I would bet that you think you know why this layout was chosen as a the standard. Grouping of commonly used letters? (Like “t” and “h”) Most often used letters are placed under the “strongest” fingers? Proven as an easy to learn layout?
Well, it’s none of the above.
In fact, the keyboard layout was not designed with you in mind. The QWERTY keyboard was designed for typewriter manufacturers. When two keys were pressed that were close together, the striking arms would jam. The typewriter designers needed to come up with a design to minimize the jamming. That would make their machine apparently better than a machine that was always jamming.
Once the QWERTY design was adopted by a couple of typewriter makers, and people learned how to type, it became impossible to sell a typewriter with a different layout—who would want to relearn typing with every new typewriter or in today’s case, keyboard?
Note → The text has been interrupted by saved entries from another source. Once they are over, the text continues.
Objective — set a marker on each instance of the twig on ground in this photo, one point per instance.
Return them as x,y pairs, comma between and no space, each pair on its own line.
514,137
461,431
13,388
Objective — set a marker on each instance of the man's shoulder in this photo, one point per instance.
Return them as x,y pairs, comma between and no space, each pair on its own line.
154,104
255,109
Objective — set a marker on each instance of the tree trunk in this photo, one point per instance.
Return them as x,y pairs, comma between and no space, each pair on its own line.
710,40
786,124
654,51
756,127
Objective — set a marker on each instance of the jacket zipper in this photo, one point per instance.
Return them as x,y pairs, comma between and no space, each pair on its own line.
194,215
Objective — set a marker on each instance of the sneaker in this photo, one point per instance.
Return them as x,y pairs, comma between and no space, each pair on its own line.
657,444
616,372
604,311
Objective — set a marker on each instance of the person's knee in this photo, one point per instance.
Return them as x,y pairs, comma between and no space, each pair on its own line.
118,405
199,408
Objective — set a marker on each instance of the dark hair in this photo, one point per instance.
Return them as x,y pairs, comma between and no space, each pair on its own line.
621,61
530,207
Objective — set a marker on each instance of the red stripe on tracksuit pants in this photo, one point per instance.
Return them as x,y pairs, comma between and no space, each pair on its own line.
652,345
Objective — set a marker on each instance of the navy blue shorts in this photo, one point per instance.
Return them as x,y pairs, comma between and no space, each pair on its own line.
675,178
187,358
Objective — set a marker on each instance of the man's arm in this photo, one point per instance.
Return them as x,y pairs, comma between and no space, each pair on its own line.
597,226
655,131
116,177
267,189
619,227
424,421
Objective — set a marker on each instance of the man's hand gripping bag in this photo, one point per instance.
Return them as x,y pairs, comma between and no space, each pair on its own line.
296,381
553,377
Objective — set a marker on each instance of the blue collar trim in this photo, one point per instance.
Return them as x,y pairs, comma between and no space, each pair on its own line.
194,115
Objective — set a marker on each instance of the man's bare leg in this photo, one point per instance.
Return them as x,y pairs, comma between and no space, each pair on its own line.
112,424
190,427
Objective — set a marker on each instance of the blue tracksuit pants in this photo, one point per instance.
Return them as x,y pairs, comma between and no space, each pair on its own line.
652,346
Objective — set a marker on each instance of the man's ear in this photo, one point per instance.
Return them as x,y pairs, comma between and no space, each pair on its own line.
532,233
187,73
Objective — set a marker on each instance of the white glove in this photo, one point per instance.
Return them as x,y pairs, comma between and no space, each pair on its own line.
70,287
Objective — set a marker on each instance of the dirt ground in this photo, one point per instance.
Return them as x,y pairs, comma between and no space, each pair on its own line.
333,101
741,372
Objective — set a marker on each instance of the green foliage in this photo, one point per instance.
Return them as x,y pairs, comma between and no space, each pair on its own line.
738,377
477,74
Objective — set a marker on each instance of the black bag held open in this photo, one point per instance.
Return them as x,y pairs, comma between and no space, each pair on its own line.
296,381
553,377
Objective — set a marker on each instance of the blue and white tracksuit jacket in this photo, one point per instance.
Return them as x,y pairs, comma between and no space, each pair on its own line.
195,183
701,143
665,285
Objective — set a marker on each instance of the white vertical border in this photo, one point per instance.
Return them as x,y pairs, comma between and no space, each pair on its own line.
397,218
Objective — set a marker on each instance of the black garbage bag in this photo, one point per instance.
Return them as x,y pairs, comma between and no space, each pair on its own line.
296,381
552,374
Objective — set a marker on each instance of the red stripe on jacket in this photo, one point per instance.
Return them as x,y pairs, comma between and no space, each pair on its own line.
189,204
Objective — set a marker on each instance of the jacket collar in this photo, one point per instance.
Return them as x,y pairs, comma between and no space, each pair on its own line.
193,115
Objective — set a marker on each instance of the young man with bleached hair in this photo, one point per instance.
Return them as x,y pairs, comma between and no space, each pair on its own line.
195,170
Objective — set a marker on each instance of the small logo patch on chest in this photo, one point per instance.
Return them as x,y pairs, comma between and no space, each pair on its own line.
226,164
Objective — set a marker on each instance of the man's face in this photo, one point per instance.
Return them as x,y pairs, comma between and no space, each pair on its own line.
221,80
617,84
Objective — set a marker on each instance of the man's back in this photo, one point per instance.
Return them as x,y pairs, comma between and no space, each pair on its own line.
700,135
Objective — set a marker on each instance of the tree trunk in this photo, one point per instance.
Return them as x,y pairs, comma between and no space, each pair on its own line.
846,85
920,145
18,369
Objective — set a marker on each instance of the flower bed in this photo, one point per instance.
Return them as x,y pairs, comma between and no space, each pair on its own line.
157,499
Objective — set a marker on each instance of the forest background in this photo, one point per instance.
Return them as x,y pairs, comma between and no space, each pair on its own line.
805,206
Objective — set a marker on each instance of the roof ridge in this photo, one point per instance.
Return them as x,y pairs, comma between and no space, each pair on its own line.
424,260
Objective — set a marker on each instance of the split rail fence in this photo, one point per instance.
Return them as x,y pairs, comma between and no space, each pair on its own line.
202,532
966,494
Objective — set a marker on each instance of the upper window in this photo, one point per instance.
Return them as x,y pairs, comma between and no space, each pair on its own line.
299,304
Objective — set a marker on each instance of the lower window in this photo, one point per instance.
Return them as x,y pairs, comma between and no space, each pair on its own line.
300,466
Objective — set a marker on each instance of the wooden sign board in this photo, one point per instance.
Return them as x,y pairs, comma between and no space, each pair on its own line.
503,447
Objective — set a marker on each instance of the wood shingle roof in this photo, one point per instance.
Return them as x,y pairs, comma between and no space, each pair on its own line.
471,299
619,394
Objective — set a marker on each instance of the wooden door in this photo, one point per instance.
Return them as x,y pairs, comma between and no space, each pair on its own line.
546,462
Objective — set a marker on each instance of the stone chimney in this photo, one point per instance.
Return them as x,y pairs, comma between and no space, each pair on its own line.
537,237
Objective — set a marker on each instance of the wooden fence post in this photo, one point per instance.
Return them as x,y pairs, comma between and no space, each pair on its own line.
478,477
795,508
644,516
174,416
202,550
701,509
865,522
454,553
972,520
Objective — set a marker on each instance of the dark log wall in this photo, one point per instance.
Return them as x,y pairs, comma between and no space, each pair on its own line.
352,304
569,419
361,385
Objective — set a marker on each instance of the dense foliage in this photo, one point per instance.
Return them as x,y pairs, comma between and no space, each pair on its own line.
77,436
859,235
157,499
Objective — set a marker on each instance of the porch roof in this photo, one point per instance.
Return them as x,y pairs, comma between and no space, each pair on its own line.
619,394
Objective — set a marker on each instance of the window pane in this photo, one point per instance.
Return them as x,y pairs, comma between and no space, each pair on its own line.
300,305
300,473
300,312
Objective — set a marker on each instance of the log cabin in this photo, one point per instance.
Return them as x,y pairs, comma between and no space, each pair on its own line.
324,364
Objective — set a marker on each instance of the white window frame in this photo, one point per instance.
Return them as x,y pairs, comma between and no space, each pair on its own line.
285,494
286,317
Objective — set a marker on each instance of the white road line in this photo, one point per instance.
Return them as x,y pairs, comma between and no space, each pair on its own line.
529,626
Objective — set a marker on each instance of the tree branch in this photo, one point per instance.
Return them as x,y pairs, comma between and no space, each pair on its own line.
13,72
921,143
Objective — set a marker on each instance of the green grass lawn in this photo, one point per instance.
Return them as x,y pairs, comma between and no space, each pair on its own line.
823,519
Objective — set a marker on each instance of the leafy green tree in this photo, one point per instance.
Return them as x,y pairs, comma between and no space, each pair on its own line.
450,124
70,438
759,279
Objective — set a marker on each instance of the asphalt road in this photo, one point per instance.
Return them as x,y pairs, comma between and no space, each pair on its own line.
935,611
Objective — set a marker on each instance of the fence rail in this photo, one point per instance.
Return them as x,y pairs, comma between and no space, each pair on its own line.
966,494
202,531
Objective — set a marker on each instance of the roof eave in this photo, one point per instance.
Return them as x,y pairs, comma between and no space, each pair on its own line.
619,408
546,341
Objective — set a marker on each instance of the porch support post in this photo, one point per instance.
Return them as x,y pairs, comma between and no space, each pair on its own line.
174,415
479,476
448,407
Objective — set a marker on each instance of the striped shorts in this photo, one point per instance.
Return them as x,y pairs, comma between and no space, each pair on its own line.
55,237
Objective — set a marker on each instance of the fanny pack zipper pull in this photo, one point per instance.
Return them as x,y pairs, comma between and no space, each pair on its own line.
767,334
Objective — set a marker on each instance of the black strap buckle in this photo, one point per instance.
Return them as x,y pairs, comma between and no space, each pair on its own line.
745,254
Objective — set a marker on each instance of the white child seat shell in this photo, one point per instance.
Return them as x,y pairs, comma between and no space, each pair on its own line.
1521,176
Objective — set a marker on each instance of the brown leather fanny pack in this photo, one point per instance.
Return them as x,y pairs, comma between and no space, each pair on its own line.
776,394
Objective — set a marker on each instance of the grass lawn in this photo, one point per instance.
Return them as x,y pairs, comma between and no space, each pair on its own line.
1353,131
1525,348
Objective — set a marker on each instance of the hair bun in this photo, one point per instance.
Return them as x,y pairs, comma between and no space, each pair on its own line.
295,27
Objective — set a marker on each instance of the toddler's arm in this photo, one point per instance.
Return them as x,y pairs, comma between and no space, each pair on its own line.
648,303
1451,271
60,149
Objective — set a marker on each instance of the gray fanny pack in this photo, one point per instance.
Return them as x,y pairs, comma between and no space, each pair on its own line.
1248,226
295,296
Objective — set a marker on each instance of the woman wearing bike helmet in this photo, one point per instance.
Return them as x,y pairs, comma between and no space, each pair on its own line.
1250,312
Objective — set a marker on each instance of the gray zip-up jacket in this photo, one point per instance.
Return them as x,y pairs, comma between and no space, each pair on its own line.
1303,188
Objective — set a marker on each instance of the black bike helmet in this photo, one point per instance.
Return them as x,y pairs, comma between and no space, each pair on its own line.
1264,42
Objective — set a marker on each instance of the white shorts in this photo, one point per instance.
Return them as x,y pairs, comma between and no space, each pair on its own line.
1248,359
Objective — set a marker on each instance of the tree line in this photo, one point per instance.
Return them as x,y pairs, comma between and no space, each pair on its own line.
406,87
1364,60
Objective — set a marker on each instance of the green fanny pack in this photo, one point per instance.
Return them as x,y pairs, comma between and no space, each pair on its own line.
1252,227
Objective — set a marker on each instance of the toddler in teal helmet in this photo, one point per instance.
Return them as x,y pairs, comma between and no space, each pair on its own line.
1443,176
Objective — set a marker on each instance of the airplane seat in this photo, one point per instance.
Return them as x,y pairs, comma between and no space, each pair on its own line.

There is another little thing about the QWERTY layout that few people know. Looking again at the top row, it it very easy to peck out T-Y-P-E-W-R-I-T-E-R
That made it easy for a salesman to demonstrate how easy it was to learn how to operate one of the complicated new machines.
Today, millions of people use a keyboard that was designed to prevent the keys from jamming and to make it easy to knock out the word typewriter. Most people reading this have never used a typewriter.
Point is, QWERTY was designed to make the machines look better. TO SELL TYPEWRITERS!
When you design your product or service, you have a choice to either design for your customer or to make you look better.
That’s a real quandary.
If keyboards were designed for the consumer, would they understand the design at first glance or only after using the keyboard for a while? And if the keyboard was perfectly designed for the consumer of 1920 but the keys often jammed, what would the users have thought?
Remember, sometimes just avoiding a jam is enough to set a standard.
Your customers want to avoid the jam even more than they want perfection from you. Buyers will choose second best if they are comfortable and believe they will avoid a jam.